Cardinal George Pell says he wasn’t interested in the “sad story” of Gerald Francis Ridsdale’s offending in the mid-1970s, but insisted he was unaware of the allegations.

Mar 01, 2016, updated Mar 01, 2016
Cardinal George Pell giving evidence to the Royal Commission into Institutional Responses to Child Sexual Abuse. Photo: AAP

Cardinal George Pell giving evidence to the Royal Commission into Institutional Responses to Child Sexual Abuse. Photo: AAP

Cardinal Pell, who was then a Ballarat priest, says he did not know that Ridsdale’s offending was common knowledge in the Victorian parish of Inglewood in 1975 and did not know about the allegations.

“It’s a sad story and it wasn’t of much interest to me,” he told the child abuse royal commission from Rome, drawing gasps from some observers in the room.

“The suffering, of course, was real and I very much regret that, but I had no reason to turn my mind to the extent of the evils that Ridsdale had perpetrated.”

Former Ballarat bishop Ronald Mulkearns knew about complaints against Ridsdale when he moved him between parishes but  Pell said he was not told about it when he was an adviser to the bishop from 1977.

Pell, appearing before the commission for the second day via videolink, said the bishop and senior cleric Monsignor Leo Fiscalini deceived him and other advisers at meetings which discussed moving Ridsdale.

The commission has heard Ridsdale’s offending was common knowledge in at least two parishes but Cardinal Pell maintained he did not know.

Commission chair Justice Peter McClellan said Pell would be held to be culpable if he, like Mulkearns, did know about the offending.

Pell said that was correct.

“It is very clear of course that the decision is one of the bishop’s, that the consultors only have an advisory capacity and of course all of us have to respect the evidence,” Pell said.

But Pell also said he was lied to and deceived.

While he didn’t know why Ridsdale was moved on to new parishes in the Victorian diocese of Ballarat in the 1970s, Mulkearns and other priests knew of repeated paedophilia allegations.

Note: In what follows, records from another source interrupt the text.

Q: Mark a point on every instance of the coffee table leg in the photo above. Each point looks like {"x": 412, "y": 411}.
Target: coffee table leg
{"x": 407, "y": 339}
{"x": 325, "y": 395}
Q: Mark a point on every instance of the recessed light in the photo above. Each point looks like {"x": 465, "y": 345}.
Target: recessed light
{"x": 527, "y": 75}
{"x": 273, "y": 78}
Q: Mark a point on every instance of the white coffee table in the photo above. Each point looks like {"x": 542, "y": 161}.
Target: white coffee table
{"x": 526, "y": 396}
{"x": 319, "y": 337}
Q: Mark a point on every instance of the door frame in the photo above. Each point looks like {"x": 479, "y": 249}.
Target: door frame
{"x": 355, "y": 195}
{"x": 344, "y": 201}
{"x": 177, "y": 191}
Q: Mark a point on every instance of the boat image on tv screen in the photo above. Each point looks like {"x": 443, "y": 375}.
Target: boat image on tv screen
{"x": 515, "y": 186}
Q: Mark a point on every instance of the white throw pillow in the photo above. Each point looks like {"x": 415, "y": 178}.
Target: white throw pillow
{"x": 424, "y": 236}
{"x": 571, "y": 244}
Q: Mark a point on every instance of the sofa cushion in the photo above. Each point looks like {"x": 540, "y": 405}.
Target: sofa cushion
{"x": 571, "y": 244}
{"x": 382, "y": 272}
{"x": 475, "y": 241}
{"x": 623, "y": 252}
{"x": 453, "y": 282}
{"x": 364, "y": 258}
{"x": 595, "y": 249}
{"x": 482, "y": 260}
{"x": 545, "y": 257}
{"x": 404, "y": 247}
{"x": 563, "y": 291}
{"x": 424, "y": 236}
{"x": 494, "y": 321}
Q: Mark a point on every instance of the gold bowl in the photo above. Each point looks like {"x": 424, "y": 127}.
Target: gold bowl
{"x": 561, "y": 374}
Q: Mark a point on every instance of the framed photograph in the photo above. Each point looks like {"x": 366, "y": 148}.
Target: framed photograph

McClellan asked: “You say the bishop deceived you, is that right?”

Pell replied: “Unfortunately, correct.”

McClellan asked why Mulkearns would have deceived his advisers about Ridsdale’s behaviour.

Pell said Mulkearns may have been trying to protect the consulters.

“He might have wanted to protect us from his wrongdoing,” Pell said.

“He might have feared that if he told us the truth that people like myself would have said `well look is that correct, I’m not sure we should be going in that direction at all’.

“The reasons why he did these things repeatedly is a great mystery to me.”

McClellan pressed Pell on why the bishop would have deceived him and lied about Ridsdale’s behaviour when it was common knowledge in at least two parishes.

“Given that it was common knowledge by many people why would he choose to deceive you?”

Pell said: “Because he would realise that I didn’t know and he did not want me to share in his culpability.

“And also I think he would not have wanted to mention it to me and at least some other members of the consulters because at the very minimum we would have asked questions about the propriety of such a practice.”

Pell agreed that was his job as a consulter “and almost certainly it would have been done”.

Counsel assisting the commission Gail Furness SC said Ridsdale’s problems were not a secret.

“To suggest as you have repeatedly that knowledge about Ridsdale was secret is just not true,” Furness told Pell.

Pell said he was not suggesting it was not known by others.

“It wasn’t known to me and I believe it wasn’t known to quite a number of others,” he said.

McClellan said there were multiple consulters meetings between 1977 and 1979, during which time Pell would have also met with the bishop and heard gossip within the Ballarat diocese.

Pell said he did not hear anything about Ridsdale’s misbehaviour between 1977, when he says he was deceived, and 1979.

“We’re talking about a different age. There was no social media. I don’t think there were mobile telephones.

“We are talking about a country diocese. There was certainly not the flow of information in society that there is now, and certainly on a topic like this there were enormous social inhibitions on discussing such matters.”

McClellan said there were telephones in the diocese.

Earlier, the cardinal told the hearing via an audio visual link from the Hotel Quirinale in Rome it was unacceptable that Mulkearns had moved Ridsdale between parishes, including to Inglewood in 1975.

“It’s unacceptable because of the risk it presented to children in Inglewood and that was exacerbated by the fact it doesn’t seem as though any effort was made to withdraw Ridsdale, at least for a period, for counselling or advice or help,” he said.

The cardinal told waiting media as he arrived at the hearing he had “the full backing of the Pope”.

This is Pell’s third appearance before the Royal Commission into Institutional Responses to Child Sexual Abuse.

On the first day of his testimony, he said he was unaware of sexual abuse and cover-ups across the Ballarat diocese when he was there from 1973 to 1984.